The Data Mining Forum                             open-source data mining software data mining conferences Data Science for Social and Behavioral Analytics DSSBA 2022 data science journal
IMPORTANT: This is the old Data Mining forum.
I keep it online so that you can read the old messages.

Please post your new messages in the new forum: https://forum2.philippe-fournier-viger.com/index.php
 
K mean clustering and classifying instances without class labels
Posted by: Sam
Date: July 17, 2014 08:21AM

I'm trying to classify my set of data into two classes (introvert / extrovert). I was thinking of using a decision tree at first, but I don't have any potential known results in order to create my decision tree model. Thus I decided to use a k-means clustering algorithm with k = 2.
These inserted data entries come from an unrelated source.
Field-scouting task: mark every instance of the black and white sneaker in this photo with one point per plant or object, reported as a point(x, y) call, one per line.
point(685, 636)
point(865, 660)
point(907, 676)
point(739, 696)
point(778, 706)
Since the clustering algorithm accepts only numeric values, can I use the decision tree algorithm to transform some type of values I have into numeric ones at first (based on some rules I define within the tree) before I start clustering?

Let's suppose at the end of the algorithm I get my 2 clusters: cluster 1 and cluster 2. How can I classify these two clusters based on my 2 classes? Am I supposed to use supervised or semi-supervised clustering? (I don't know how semi- and supervised clustering work).

Is there any other simple and efficient classification technique that can satisfy my needs?

P.S. I'm new to this domain and all your advice and remarks are appreciated.



Edited 1 time(s). Last edit at 07/17/2014 04:45PM by webmasterphilfv.

Options: ReplyQuote
Re: K mean clustering
Date: July 17, 2014 09:09AM

Clustering is used to build some classes automatically with individuals that are similar. I assume that you have have a training set and that the information about who is introvert and who is extrovert is known.

If it is known, then you don't need clustering, since you know already who is introvert and who is not.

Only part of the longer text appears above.